Impact of prematurity and nutrition on the developing gut microbiome and preterm infant growth
Identification of factors that influence the neonatal gut microbiome is urgently needed to guide clinical practices that support growth of healthy preterm infants. Here, we examined the influence of nutrition and common practices on the gut microbiota and growth in a cohort of preterm infants.
With weekly gut microbiota samples spanning postmenstrual age (PMA) 24 to 46 weeks, we developed two models to test associations between the microbiota, nutrition and growth: a categorical model with three successive microbiota phases (P1, P2, and P3) and a model with two periods (early and late PMA) defined by microbiota composition and PMA, respectively.
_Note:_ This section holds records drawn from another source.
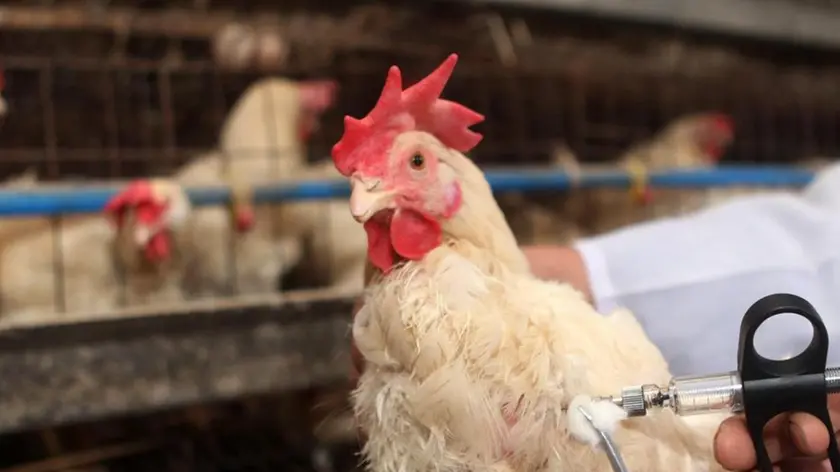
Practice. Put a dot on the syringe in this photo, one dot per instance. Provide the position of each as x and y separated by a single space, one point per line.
691 395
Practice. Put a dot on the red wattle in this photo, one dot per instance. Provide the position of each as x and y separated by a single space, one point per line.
379 245
414 234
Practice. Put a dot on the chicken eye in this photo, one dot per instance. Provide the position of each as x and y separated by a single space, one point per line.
417 162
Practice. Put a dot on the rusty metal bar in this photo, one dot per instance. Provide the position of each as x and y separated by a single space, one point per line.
813 25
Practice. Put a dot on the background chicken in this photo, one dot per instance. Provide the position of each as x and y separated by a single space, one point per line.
262 141
692 142
470 359
547 217
97 271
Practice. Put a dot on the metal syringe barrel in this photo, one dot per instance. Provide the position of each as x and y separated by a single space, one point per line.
698 394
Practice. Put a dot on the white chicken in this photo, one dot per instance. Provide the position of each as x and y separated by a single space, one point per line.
470 360
261 142
90 271
692 142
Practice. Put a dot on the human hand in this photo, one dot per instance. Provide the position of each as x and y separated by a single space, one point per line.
559 263
795 442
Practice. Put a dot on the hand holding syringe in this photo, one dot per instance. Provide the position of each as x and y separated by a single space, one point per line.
761 388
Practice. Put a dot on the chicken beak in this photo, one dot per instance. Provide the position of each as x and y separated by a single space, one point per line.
366 200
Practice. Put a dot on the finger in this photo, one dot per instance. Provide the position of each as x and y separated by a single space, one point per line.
734 448
808 434
805 465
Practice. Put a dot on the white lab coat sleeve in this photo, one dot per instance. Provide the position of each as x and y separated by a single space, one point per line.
689 280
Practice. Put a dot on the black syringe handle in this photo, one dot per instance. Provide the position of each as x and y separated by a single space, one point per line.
771 387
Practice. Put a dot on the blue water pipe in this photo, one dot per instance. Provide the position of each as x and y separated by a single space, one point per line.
91 199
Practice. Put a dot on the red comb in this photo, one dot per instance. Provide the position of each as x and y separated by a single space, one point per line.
138 194
418 107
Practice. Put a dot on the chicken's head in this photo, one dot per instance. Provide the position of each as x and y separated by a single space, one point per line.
149 211
316 96
399 159
711 133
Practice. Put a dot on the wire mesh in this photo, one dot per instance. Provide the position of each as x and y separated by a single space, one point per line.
254 434
107 90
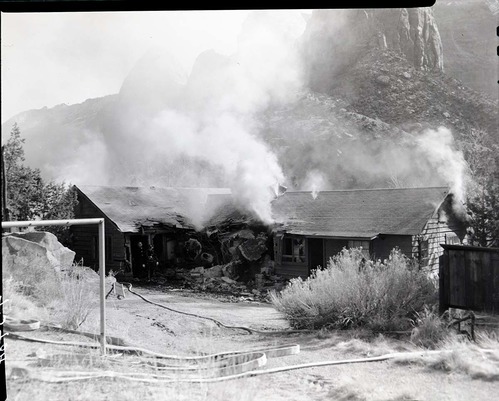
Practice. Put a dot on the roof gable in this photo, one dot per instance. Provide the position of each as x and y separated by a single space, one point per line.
132 207
358 213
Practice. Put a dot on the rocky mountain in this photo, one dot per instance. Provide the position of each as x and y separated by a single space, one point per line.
335 40
359 120
468 33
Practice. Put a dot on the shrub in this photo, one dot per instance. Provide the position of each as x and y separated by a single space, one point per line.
78 298
355 292
430 330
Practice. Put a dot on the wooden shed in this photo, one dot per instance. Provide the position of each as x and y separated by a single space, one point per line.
163 217
310 228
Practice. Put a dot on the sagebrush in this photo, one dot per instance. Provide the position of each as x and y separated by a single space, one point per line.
357 292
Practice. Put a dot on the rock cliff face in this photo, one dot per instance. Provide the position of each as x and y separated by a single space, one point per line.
335 39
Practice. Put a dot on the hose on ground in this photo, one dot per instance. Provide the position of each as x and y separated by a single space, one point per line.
65 376
217 322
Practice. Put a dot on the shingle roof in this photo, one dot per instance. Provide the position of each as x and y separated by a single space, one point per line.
132 207
358 213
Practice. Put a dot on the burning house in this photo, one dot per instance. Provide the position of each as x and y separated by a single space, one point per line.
310 228
166 218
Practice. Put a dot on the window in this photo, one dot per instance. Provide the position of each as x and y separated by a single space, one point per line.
422 252
95 248
360 244
293 250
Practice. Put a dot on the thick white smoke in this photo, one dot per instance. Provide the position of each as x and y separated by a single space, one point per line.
315 181
222 129
437 147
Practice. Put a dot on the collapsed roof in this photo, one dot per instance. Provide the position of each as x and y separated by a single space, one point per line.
131 208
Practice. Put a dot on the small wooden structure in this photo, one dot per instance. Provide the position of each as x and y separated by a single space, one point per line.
469 278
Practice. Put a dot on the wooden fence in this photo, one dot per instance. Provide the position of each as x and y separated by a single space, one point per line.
469 278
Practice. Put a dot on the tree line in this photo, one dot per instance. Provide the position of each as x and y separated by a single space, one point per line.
27 196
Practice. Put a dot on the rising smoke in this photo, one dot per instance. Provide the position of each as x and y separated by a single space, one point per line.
206 130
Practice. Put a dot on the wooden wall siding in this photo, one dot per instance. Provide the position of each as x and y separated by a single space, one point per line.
332 247
83 238
436 232
381 247
288 269
469 279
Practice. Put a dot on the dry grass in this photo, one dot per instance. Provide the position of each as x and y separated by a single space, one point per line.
77 299
354 292
479 360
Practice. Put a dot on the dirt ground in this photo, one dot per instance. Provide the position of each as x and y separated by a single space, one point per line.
160 330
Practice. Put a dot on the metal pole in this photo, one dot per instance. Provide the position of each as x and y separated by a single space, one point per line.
102 258
102 272
38 223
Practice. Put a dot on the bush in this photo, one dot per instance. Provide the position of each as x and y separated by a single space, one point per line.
355 292
430 330
78 299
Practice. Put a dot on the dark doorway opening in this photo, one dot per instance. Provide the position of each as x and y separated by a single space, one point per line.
315 253
139 259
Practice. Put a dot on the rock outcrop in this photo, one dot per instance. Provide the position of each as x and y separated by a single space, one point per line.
34 261
335 39
61 257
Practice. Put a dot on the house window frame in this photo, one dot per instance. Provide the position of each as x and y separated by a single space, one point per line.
108 247
358 243
295 257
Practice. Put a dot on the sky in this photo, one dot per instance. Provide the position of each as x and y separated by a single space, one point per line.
68 57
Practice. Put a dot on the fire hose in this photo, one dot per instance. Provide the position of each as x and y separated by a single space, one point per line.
218 367
220 324
208 368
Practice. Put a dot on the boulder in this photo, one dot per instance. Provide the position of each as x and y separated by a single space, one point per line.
63 255
28 263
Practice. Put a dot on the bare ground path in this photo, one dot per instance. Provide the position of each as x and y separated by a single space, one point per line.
157 329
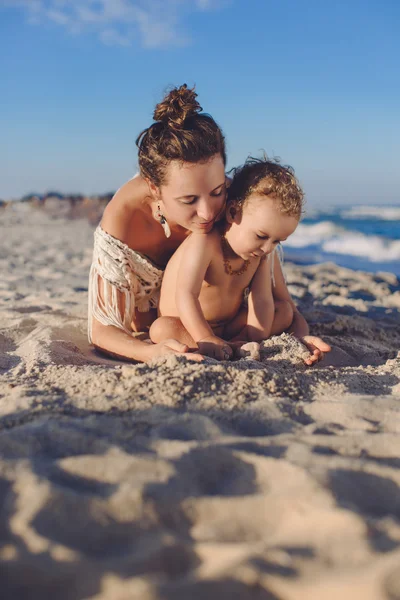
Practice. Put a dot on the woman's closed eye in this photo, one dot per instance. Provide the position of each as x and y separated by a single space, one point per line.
192 201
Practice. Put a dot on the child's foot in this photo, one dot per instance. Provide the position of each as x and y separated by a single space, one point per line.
249 350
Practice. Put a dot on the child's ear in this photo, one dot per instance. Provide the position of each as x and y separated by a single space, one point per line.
231 212
153 189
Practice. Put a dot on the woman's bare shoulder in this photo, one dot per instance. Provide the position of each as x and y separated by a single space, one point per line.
126 204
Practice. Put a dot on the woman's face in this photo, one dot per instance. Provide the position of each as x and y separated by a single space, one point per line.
194 194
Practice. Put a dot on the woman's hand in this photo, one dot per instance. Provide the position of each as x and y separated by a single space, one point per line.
317 348
215 347
171 346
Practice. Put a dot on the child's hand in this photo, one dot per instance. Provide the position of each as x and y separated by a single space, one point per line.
215 347
317 348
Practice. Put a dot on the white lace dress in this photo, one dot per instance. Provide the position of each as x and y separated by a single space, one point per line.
129 281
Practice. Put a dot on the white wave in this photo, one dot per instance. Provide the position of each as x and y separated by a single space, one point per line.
308 235
375 248
385 213
330 238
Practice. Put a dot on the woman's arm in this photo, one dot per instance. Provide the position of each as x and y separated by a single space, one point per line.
110 338
118 344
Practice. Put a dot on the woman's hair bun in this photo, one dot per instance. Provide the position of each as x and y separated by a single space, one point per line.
179 104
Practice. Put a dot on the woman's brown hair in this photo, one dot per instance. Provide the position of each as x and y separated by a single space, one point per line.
180 132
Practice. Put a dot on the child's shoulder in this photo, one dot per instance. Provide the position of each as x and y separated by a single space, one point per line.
204 240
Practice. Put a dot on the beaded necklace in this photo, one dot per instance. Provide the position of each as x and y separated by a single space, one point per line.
227 265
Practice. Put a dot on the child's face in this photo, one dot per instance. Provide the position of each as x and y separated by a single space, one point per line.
259 228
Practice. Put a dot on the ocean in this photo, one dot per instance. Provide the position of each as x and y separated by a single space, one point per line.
357 237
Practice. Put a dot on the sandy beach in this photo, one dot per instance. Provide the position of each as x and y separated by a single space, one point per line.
252 479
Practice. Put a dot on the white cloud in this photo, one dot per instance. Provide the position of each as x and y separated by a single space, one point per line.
155 23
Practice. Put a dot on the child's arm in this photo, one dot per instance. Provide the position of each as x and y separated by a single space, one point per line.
192 270
299 326
260 314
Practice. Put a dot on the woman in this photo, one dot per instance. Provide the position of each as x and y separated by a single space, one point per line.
181 188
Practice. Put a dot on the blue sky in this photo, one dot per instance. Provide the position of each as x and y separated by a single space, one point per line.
314 82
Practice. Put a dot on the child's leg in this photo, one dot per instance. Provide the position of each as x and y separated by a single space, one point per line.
165 328
283 317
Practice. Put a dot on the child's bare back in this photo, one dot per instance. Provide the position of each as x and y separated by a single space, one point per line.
221 295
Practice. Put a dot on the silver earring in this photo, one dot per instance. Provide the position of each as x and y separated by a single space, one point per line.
163 222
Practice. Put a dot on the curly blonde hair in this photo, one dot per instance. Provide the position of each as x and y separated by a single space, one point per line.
267 177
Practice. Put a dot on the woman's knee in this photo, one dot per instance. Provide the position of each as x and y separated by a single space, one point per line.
283 315
162 329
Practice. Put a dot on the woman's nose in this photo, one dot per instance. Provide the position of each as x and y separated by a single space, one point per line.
205 211
267 247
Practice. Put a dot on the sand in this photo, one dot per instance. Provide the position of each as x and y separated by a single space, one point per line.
254 479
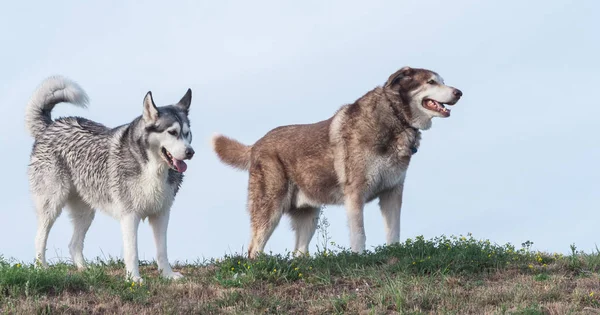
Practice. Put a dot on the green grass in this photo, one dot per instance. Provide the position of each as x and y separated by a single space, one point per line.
441 275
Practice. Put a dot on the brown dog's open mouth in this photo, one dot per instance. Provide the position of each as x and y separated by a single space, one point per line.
174 163
436 107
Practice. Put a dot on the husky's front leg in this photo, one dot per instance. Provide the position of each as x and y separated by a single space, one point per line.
129 226
159 223
390 203
354 208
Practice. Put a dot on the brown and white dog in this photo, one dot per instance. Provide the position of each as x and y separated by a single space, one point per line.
359 154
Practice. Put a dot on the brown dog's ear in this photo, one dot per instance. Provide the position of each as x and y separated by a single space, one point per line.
398 75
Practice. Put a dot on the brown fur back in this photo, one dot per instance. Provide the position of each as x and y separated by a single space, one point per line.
232 152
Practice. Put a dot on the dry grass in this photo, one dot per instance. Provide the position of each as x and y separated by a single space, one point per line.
386 281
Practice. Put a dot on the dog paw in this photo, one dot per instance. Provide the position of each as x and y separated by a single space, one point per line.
135 279
173 275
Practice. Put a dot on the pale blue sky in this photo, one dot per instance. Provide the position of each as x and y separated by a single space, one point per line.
517 161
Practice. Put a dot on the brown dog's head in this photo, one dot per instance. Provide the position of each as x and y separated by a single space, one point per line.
425 94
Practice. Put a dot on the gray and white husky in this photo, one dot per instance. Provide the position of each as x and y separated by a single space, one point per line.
131 172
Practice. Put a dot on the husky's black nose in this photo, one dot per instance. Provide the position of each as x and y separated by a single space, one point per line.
189 152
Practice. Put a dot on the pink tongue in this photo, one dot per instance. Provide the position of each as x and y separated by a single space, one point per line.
179 165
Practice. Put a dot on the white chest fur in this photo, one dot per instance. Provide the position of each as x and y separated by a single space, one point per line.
153 193
384 173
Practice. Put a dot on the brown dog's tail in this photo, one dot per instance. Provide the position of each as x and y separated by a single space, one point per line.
232 152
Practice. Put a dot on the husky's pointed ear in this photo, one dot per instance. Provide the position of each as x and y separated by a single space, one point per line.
185 101
150 110
398 75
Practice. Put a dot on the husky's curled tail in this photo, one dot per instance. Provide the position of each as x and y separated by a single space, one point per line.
54 90
232 152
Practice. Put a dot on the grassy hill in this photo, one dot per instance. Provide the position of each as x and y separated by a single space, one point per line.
455 275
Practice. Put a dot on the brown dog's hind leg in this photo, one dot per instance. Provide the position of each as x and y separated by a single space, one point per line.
304 223
268 199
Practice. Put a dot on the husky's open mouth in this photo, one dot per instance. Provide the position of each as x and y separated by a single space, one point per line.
174 163
436 106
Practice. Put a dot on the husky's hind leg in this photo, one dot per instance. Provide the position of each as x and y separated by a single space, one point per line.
159 223
81 216
48 208
304 222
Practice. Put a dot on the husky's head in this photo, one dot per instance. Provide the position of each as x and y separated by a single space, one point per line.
168 131
425 94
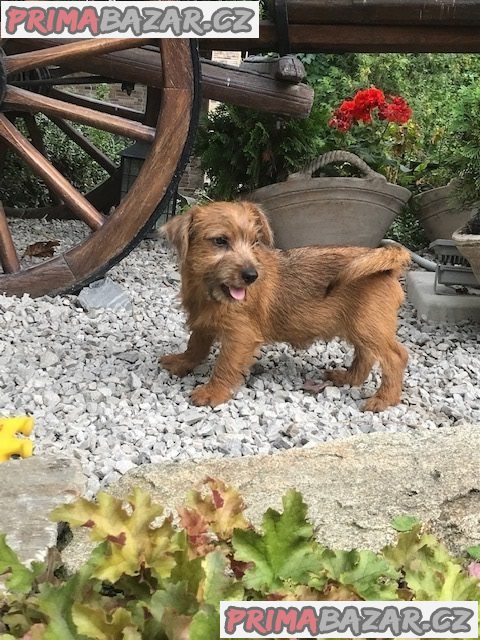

The more significant associations with phase led us to use a phase-based framework for the majority of our analyses. Phase transitions were characterized by rapid shifts in the microbiota, with transition out of P1 occurring nearly simultaneously with the change from meconium to normal stool. The rate of phase progression was positively associated with gestational age at birth, and delayed transition to a P3 microbiota was associated with growth failure. We found distinct bacterial metabolic functions in P1–3 and significant associations between nutrition, microbiota phase, and infant growth.
The phase-dependent impact of nutrition on infant growth along with phase-specific metabolic functions suggests a pioneering potential for improving growth outcomes by tailoring nutrient intake to microbiota phase.